I have had the great pleasure of knowing Uday Prakash personally since 2005, and over a series of my visits to India and his to the United States, we have developed an extraordinary working relationship and friendship. I am extremely grateful for his unwavering support of my translations of his work, and I am thrilled that American readers finally have the chance to hear the voice of one of India’s most important and original writers.

Note on the Translation

Translation is a series of challenges and strategies, leading to possible solutions and, ultimately, choices, both large and small.

One of the challenges in translating The Girl with the Golden Parasol was the question of how to balance the needs of readers not particularly familiar with India with those who come to the book with a deeper knowledge of India and South Asia. What should I do in cases, for example, when I decided that there was a compelling reason to keep a word in Hindi? Footnotes and glossaries are two possible solutions. My general rule of thumb with footnotes is that if there were none in the original, I won’t use any in the translation. Furthermore, footnotes suggest academic writing rather than literature.
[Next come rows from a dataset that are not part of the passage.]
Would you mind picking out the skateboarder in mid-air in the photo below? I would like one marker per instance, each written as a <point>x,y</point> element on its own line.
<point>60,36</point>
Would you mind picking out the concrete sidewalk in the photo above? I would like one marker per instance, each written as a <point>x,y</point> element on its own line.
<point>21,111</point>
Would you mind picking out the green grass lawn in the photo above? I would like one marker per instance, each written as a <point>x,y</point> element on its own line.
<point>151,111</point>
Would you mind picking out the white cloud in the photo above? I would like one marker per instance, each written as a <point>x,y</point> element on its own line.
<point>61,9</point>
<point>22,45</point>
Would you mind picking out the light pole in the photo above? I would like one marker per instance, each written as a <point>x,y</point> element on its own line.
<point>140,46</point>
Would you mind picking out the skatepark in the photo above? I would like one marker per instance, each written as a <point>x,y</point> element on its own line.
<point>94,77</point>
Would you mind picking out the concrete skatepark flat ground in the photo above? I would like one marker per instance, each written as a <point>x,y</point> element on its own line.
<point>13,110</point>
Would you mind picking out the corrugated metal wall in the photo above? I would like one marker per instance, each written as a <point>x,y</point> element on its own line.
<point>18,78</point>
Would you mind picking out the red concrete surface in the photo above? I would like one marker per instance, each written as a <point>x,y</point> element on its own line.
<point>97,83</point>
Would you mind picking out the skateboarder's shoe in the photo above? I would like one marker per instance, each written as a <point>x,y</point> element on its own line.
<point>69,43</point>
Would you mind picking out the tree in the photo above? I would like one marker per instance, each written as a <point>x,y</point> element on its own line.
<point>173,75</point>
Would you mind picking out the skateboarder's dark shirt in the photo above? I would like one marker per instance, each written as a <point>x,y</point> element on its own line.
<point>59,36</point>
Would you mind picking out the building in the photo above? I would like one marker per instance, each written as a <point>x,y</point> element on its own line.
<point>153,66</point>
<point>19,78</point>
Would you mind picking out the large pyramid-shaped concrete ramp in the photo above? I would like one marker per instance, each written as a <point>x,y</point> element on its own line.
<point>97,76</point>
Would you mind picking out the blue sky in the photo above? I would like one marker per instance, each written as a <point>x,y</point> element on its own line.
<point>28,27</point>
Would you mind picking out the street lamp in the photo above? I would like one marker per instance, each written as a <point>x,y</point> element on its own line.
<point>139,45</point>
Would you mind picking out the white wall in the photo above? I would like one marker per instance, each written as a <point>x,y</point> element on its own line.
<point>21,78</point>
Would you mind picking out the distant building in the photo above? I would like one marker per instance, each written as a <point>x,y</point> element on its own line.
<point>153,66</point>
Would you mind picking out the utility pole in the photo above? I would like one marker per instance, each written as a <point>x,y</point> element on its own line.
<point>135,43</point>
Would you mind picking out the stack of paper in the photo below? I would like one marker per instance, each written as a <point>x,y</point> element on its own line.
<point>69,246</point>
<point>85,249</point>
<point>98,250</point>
Glossaries divide the readers into two groups: one that needs to use the glossary, and the other that doesn’t. Since I believe translation is an act of enlarging the conversation of literature, dividing readers into those who know and those who don’t isn’t in the spirit of why I translate. The solution I prefer, and the one I have broadly chosen to use in The Girl with the Golden Parasol, is to incorporate the needed information into the writing itself — a gloss within the text, a kind of “stealth gloss.” Ideally, this gives readers who need it enough information and context to make sense of an unfamiliar word, while those who don’t won’t find the text too intrusive or “prechewed.”
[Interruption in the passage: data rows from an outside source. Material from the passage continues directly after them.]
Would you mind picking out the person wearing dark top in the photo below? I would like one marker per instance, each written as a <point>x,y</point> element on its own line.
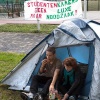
<point>70,79</point>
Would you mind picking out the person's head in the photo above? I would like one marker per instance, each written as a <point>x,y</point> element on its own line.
<point>50,53</point>
<point>70,63</point>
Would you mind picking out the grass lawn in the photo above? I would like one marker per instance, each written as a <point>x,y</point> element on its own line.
<point>7,62</point>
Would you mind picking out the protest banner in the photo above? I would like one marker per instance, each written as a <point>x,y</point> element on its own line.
<point>52,10</point>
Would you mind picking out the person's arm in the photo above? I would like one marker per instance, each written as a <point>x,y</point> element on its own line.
<point>56,73</point>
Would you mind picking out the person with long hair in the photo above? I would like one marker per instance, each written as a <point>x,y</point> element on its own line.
<point>70,79</point>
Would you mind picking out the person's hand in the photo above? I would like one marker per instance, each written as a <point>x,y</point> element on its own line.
<point>65,96</point>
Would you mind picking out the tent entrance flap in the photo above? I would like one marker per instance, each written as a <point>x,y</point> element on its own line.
<point>79,52</point>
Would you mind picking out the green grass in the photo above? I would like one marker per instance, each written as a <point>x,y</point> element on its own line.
<point>27,28</point>
<point>7,62</point>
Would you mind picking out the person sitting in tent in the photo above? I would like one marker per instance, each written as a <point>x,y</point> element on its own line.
<point>70,79</point>
<point>49,71</point>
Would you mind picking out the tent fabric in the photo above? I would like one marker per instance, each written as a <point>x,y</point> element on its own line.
<point>77,38</point>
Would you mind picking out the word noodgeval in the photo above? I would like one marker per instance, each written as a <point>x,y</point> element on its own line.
<point>42,4</point>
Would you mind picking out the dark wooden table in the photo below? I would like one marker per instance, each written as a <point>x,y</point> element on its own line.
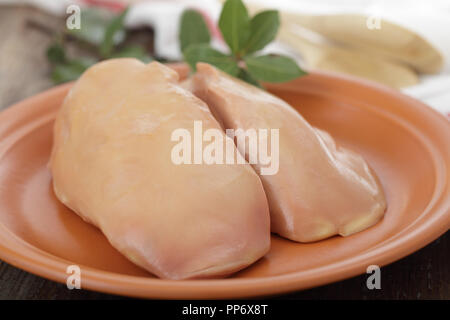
<point>24,72</point>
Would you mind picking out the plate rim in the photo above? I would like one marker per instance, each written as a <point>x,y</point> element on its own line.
<point>410,239</point>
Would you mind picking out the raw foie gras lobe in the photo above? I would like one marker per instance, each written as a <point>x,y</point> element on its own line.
<point>111,163</point>
<point>320,189</point>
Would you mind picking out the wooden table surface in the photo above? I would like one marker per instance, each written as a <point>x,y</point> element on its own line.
<point>24,71</point>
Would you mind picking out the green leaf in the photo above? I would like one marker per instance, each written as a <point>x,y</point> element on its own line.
<point>234,23</point>
<point>204,53</point>
<point>273,68</point>
<point>263,30</point>
<point>193,29</point>
<point>56,53</point>
<point>114,34</point>
<point>247,77</point>
<point>137,52</point>
<point>71,70</point>
<point>93,22</point>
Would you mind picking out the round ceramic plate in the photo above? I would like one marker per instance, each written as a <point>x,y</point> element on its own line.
<point>405,142</point>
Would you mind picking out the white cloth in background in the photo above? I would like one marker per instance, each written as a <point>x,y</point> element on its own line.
<point>430,19</point>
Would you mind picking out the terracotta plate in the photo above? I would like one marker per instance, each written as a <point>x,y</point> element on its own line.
<point>406,143</point>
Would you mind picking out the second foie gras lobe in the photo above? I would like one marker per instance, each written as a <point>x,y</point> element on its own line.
<point>320,189</point>
<point>111,164</point>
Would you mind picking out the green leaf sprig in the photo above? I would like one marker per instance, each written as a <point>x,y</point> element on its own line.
<point>244,36</point>
<point>103,34</point>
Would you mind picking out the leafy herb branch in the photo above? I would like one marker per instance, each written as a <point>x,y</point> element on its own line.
<point>244,36</point>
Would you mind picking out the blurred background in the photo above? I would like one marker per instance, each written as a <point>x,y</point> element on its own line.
<point>404,44</point>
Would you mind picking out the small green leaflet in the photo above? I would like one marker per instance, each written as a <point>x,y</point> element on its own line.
<point>273,68</point>
<point>264,27</point>
<point>234,23</point>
A related question is which English to write the translation in. American English? Indian English? If I were translating from, say, French or German, it wouldn’t be necessary to consider the 250 million English speakers, and potential readers, of the English translation in France or Germany — or consider that the English spoken by these 250 million people has its own history, and is different in meaningful ways from North American and UK English idioms. Translators from Hindi and other South Asian languages do need, however, to think about what kind of English is most suitable. In The Girl with the Golden Parasol, I have written with an American audience foremost in my mind without, hopefully, neglecting the needs and expectations of a South Asian audience: I have called upon Americanisms as needed, and have drawn upon phrases and cadences from Indian English when appropriate. What I hope to have achieved is a creative hybridization — necessary for any work of translation from any language — that rewrites Prakash’s Hindi into an English that realizes the voice, originality, and vitality of his prose.

Acknowledgments

I would like to thank the following people for their help in making this book possible: Uday Prakash and Kumkum, Becka McKay, Bob Hueckstedt, Esther Allen, Michael Henry Heim, Jennifer Lyons, John Donatich, Ulrike Stark, Valerie Ritter, Karen Hudes, Kelly Austin, Clint Seely, Idra Novey, Amit Chaudhuri, and Amitava Kumar.

I would also like to acknowledge the generous support of the PEN Translation Fund, whose award allowed me to travel to India to meet Uday for the first time.